Loblaw is in the midst of changing packaging for its frozen President's Choice-brand chicken Kiev
One of Canada's largest supermarket chains is taking a small but meaningful step to signal its support for Ukraine as the country defends itself against Russia's invasion.
Loblaw will change the name of its frozen President's Choice-brand chicken Kiev, a dish of breaded chicken breast stuffed with herbs and butter, to chicken Kyiv, using the Ukrainian spelling.
"The product is currently being updated, and we expect to have new ones on (the) shelf later this summer," says Catherine Thomas, vice-president of communications at Loblaw, in a written statement.
Russia's 2014 annexation of Crimea prompted the Ukrainian government to assert its own language and culture after years of Russian domination under the Soviet Union. Campaigns from the Ukrainian ministry of foreign affairs have largely convinced western governments and media outlets to refer to the country's capital as Kyiv, following the Ukrainian spelling, transliterated from the Cyrillic alphabet, instead of Kiev, which is the Russian version.
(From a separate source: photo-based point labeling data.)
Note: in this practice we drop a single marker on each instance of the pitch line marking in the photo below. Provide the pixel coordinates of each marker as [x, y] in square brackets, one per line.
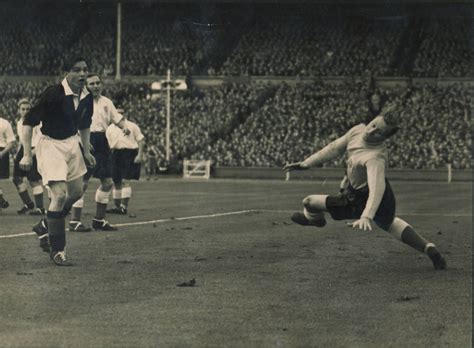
[150, 222]
[226, 214]
[185, 218]
[401, 213]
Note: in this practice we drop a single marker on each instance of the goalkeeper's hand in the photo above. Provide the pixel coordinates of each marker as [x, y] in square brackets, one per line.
[295, 166]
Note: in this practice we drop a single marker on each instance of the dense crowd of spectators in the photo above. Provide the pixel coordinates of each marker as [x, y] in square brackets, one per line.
[444, 48]
[322, 47]
[299, 120]
[269, 125]
[291, 41]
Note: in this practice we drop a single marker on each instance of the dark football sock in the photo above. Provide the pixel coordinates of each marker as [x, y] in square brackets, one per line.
[100, 211]
[413, 239]
[39, 200]
[56, 230]
[25, 198]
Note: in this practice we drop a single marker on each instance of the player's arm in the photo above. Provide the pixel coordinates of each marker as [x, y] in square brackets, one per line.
[141, 155]
[85, 134]
[118, 119]
[376, 183]
[26, 136]
[8, 148]
[329, 152]
[141, 143]
[10, 138]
Though the language campaign has been focused on the city, not the dish, other players in the food industry have adopted the change since February, when Russian forces launched their attacks on Ukraine and created a humanitarian crisis.
One early adopter of "chicken Kyiv" was Ricardo Larrivée, a Quebec chef who has hosted his own cooking show for more than 20 years. His website changed its spelling of the dish recipe on March 2, less than a week after the start of the war.
"We are sensitive to the current situation and it was important for us to show our solidarity with Ukrainians,'' Nathalie Carbonneau, vice-president of communications at Larrivée's company, Ricardo Media, said in an email.
In calling the dish "chicken Kyiv," Loblaw joins several supermarket chains and food manufacturers in Australia and the United Kingdom that, following widespread calls on Twitter, have already changed their spelling.
Despite its name, chicken Kiev/Kyiv has neither Russian nor Ukrainian roots.
"It's a French preparation," says Darra Goldstein, professor emerita of Russian at Williams College in Williamstown, Mass., and author of six cookbooks, including two devoted to Russian (and Soviet) cuisine. "Starting in the mid-to-late 19th century, a lot of the aristocracy in Russia hired French chefs."
Yurii Kovryzhenko, a 38-year-old chef from Kyiv, points to a 1918 recipe from a restaurant in the city that he believes is the earliest chicken Kiev/Kyiv recipe. This version retains the bone of the wing, unlike the mass-produced, frozen varieties of chicken Kiev/Kyiv common in North America and the original chicken a la Marechale.
Loblaw says chicken Kiev/Kyiv sales have increased this year. Kovryzhenko also predicts there will be a resurgence of interest in Ukrainian cuisine after the war is over. His restaurants in Ukraine, which served food from all over the world before the war, now feed the nation's fighters.
"But I think when I return to Ukraine (after the war), I will open a Ukrainian restaurant again."